Crisi, Matteoli: «non cadremo in trappola D'Alema»

«La proposta di D’Alema di andare subito al referendum non è per nulla un’insidia per An e per il centrodestra, D’Alema gioca una carta disperata per rinviare alle calende greche
le elezioni anticipate che non devono tenersi prima di aver regolato i rapporti interni al Pd».

Così il presidente dei senatori di An, Altero Matteoli, replica alle indiscrezioni giornalistiche sulla proposta di Massimo D’Alema sull’indizione immediata del referendum elettorale.

Guerra intestina nel PD – «Dietro la proposta del ministro degli Esteri – aggiunge Matteoli – si nasconde la guerra intestina nel Pd e contro Veltroni e riemerge il vecchio vizio
dell’egemonia comunista che evidentemente ancora non è stato del tutto assorbito.
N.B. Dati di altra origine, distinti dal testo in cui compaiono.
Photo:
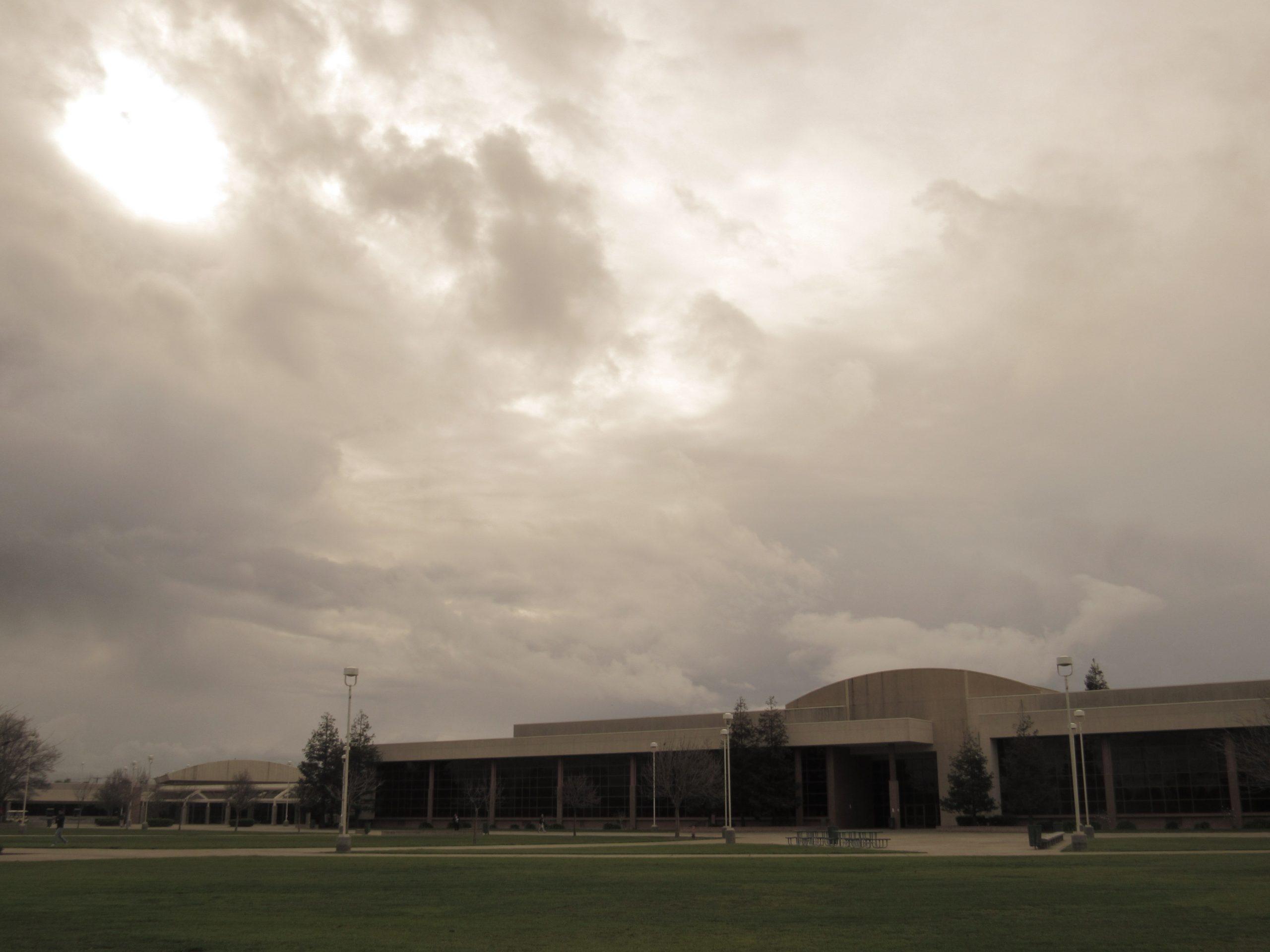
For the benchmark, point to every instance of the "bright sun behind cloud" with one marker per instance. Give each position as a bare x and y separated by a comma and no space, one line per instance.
153,148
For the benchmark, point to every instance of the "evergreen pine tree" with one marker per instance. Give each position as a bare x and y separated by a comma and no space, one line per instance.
1095,679
775,791
969,782
1026,786
321,771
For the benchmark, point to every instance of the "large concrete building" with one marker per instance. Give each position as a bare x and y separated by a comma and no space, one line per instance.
872,751
193,795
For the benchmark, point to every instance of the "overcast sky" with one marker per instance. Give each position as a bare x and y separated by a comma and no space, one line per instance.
558,359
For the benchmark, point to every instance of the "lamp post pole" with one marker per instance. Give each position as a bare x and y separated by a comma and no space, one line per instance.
145,804
653,746
26,790
727,772
1065,669
1085,774
345,843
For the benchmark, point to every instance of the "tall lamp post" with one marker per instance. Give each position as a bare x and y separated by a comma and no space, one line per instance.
26,791
653,746
1085,772
1065,670
145,804
343,843
728,834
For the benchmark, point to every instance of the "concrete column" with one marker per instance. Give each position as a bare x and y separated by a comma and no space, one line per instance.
1232,778
634,817
994,754
831,782
559,790
798,785
893,787
1109,781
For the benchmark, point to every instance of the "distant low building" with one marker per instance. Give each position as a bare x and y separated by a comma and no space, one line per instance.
193,795
872,748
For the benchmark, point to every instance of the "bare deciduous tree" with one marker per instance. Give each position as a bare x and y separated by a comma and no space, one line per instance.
22,753
84,791
482,796
162,796
241,794
684,774
1253,748
578,794
115,794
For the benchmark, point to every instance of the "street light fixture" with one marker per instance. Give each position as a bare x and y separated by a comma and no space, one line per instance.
343,843
1085,772
727,767
653,746
727,781
145,804
1065,672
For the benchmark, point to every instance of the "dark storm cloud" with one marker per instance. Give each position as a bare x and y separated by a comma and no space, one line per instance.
564,359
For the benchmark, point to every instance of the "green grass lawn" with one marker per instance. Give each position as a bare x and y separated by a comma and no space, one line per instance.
98,838
698,848
233,904
1142,844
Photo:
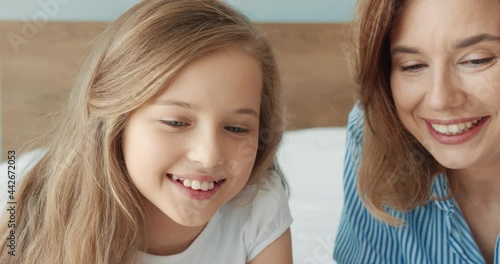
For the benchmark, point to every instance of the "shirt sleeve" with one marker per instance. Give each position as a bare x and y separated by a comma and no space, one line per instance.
270,216
361,238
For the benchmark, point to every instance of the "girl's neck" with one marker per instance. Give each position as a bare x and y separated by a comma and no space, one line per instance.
166,237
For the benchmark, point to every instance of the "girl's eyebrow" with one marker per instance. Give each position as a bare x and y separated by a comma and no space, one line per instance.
404,49
475,40
172,102
246,111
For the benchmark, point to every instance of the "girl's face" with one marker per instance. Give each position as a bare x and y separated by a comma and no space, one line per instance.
445,78
192,149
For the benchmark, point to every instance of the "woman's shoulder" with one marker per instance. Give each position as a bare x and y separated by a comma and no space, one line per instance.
355,123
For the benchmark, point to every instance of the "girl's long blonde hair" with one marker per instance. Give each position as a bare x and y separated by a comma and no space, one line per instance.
78,204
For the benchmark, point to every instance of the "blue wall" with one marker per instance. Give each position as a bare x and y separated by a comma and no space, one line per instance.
281,11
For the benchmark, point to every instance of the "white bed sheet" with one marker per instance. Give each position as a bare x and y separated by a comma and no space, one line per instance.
312,162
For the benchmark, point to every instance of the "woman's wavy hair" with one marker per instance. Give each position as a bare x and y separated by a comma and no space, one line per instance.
396,170
78,205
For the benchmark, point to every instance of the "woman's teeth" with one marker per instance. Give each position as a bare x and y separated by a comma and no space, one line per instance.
195,184
455,129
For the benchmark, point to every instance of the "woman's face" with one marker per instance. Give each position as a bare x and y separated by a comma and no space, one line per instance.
193,148
445,78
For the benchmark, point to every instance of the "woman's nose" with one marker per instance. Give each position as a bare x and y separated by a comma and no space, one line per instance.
446,91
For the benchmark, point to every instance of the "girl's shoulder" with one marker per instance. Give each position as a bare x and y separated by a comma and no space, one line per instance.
258,215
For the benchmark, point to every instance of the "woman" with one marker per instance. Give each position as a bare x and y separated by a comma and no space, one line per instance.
423,153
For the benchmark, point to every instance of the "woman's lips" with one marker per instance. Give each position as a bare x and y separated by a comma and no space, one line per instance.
462,134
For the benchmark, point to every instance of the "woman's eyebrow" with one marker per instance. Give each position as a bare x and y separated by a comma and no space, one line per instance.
476,39
172,102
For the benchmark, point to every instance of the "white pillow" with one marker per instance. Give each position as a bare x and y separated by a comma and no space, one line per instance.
312,162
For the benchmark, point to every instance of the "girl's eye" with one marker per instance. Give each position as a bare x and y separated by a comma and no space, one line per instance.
237,130
174,123
478,62
412,68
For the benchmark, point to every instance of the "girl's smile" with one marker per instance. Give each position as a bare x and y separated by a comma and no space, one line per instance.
197,187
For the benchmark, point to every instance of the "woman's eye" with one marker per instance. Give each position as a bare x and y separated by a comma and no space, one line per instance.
237,130
478,62
412,68
174,123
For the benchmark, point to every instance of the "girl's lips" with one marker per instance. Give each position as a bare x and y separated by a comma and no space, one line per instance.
196,194
459,138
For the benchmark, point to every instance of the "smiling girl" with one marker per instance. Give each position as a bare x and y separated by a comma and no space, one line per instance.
165,150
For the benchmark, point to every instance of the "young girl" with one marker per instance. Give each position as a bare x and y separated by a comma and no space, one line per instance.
165,149
423,144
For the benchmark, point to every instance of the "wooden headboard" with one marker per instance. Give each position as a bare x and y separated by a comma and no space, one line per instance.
38,66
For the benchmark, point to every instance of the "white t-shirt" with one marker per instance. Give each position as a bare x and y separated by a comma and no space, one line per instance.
239,230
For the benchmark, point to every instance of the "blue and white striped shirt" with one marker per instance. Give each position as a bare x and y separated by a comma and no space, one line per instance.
434,233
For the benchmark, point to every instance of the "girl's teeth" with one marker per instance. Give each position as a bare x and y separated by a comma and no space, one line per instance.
455,129
195,184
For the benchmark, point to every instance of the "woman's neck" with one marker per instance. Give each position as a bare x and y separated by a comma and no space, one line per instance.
478,184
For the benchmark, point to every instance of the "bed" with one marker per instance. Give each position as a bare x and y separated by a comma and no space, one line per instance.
36,76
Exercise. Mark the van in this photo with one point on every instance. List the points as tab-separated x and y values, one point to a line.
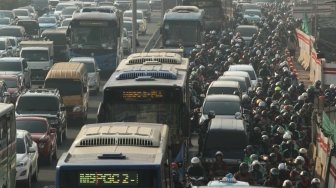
228	136
246	68
240	73
224	87
71	79
243	82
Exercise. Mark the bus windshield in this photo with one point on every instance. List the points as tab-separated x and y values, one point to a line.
66	87
181	32
93	37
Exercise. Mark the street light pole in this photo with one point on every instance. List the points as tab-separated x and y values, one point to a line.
134	26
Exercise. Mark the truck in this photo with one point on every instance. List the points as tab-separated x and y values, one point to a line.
39	56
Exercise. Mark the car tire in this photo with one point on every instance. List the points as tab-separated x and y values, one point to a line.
35	176
27	183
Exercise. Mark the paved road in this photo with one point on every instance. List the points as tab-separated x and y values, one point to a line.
47	173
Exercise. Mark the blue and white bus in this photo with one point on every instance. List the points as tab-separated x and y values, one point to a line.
121	154
97	34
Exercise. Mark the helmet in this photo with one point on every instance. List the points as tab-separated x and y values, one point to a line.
282	166
274	172
219	153
287	184
195	160
315	181
302	150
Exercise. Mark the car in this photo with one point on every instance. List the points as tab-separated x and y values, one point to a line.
241	80
126	42
246	68
5	21
224	87
43	134
140	20
145	7
61	48
22	14
67	12
14	86
16	66
13	31
247	32
240	74
7	14
224	106
26	158
92	70
5	47
45	103
47	23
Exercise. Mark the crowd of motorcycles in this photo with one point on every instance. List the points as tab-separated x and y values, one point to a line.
278	109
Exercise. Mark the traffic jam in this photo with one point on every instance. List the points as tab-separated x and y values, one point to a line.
211	101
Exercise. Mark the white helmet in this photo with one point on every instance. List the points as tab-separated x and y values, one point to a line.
195	160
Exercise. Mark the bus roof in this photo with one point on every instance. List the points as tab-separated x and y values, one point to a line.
140	143
184	13
150	69
66	71
94	16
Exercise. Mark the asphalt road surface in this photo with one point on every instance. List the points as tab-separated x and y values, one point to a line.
46	176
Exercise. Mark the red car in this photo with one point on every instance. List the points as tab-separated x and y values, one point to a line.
14	86
43	134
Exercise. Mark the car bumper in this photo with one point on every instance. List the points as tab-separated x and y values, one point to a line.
21	173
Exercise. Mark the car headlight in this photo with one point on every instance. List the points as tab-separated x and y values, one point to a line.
77	109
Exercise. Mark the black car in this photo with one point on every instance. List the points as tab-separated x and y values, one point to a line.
44	103
58	36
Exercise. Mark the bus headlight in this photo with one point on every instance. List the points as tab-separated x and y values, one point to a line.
77	109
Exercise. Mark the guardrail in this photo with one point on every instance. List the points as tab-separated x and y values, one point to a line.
153	41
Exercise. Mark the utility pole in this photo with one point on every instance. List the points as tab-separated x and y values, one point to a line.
134	26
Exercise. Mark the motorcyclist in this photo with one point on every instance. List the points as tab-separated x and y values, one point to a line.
218	168
244	175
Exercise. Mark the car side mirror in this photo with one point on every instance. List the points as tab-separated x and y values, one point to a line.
31	150
52	131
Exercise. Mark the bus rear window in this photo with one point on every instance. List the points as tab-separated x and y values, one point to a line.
107	178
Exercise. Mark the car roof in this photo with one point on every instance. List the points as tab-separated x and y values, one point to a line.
222	97
227	124
224	83
31	118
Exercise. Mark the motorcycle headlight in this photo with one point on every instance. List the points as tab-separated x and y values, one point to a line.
77	109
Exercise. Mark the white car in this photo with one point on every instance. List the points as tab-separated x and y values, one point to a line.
140	20
26	158
126	42
93	72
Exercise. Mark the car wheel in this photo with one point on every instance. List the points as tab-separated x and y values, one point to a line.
27	182
35	176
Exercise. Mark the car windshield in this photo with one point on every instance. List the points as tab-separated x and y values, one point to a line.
11	83
246	32
37	105
20	146
32	126
35	55
21	12
4	21
47	20
221	107
2	45
8	31
10	66
222	90
67	87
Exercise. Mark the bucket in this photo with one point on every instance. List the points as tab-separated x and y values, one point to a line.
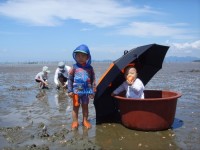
153	113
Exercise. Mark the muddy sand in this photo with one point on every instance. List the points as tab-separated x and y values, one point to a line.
35	119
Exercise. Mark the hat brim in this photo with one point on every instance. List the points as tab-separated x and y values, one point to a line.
80	51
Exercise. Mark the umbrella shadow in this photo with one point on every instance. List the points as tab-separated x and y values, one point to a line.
177	123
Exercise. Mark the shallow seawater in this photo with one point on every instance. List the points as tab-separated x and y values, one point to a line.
25	111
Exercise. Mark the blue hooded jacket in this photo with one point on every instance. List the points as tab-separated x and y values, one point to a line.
82	78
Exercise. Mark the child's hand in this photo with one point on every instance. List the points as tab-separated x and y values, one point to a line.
91	96
71	94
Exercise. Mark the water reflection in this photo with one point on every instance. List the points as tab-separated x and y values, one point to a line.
110	136
42	95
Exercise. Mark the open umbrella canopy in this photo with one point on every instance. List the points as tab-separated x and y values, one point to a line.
148	60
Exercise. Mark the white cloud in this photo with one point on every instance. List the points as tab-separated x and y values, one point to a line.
53	12
192	45
184	49
156	29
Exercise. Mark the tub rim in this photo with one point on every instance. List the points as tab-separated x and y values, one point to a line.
178	94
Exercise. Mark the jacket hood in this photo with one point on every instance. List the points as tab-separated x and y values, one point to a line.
83	49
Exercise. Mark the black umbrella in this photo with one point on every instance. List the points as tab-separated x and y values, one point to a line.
148	60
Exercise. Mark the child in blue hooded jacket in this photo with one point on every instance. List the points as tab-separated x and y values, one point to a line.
81	84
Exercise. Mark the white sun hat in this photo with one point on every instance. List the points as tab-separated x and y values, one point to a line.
45	69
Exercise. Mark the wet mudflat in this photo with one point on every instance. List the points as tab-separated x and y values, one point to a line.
31	118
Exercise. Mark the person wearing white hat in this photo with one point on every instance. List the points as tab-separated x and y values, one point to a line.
42	77
61	75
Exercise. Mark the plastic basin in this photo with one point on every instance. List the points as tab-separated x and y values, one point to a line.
155	112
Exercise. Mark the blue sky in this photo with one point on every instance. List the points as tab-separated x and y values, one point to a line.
49	30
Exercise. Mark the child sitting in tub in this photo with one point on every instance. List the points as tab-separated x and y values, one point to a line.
133	86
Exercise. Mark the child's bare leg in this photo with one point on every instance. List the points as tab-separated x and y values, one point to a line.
85	116
75	117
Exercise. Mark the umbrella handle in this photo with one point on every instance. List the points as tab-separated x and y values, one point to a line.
125	52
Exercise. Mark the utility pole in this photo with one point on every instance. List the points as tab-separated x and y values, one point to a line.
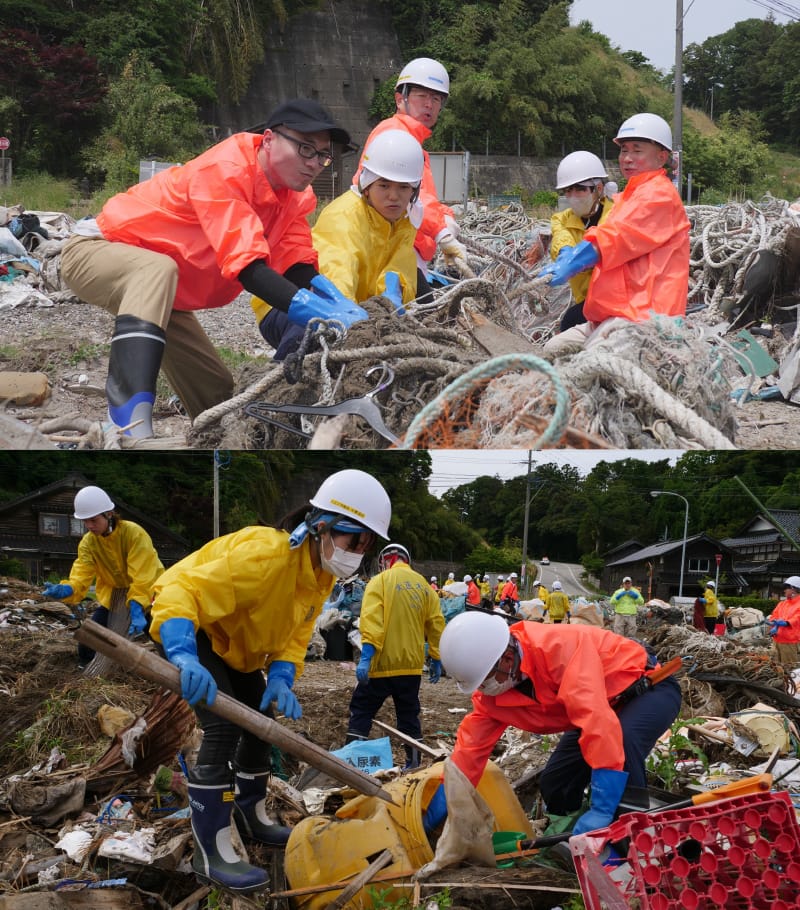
677	117
524	570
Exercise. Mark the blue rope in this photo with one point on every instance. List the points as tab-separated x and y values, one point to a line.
461	388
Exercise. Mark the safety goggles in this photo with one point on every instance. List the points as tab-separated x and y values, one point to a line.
308	151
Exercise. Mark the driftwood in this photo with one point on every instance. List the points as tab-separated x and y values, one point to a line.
161	671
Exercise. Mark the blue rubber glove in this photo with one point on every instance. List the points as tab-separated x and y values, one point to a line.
57	592
280	679
563	253
362	670
583	256
607	789
324	302
180	646
775	624
436	812
137	618
394	292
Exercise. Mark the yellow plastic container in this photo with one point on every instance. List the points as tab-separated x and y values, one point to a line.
325	850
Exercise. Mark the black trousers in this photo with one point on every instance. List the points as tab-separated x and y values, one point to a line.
643	720
368	698
224	742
I processi democratici hanno i loro tempi e le loro priorità: caduto il governo con un premier
scelto dagli elettori ci sono solo le elezioni anticipate, che non possono essere impedite o dilazionate da nulla.

La strategia di D’Alema di testare cosa pensa Fini, Berlusconi o Casini sul referendum serve al Pd solo per prendere tempo e il centrodestra unito non cadrà in questa trappola. E poi,
D’Alema non si è sempre detto contrario al referendum ed alla legge che ne scaturirebbe? Quel che conta non è allora il merito dei quesiti referenderari ma ben altro: negare il
voto agli italiani anche utilizzando per fini di parte uno strumento che fino ad ieri è stato avversato. Ciò – conclude – è davvero inaccettabile».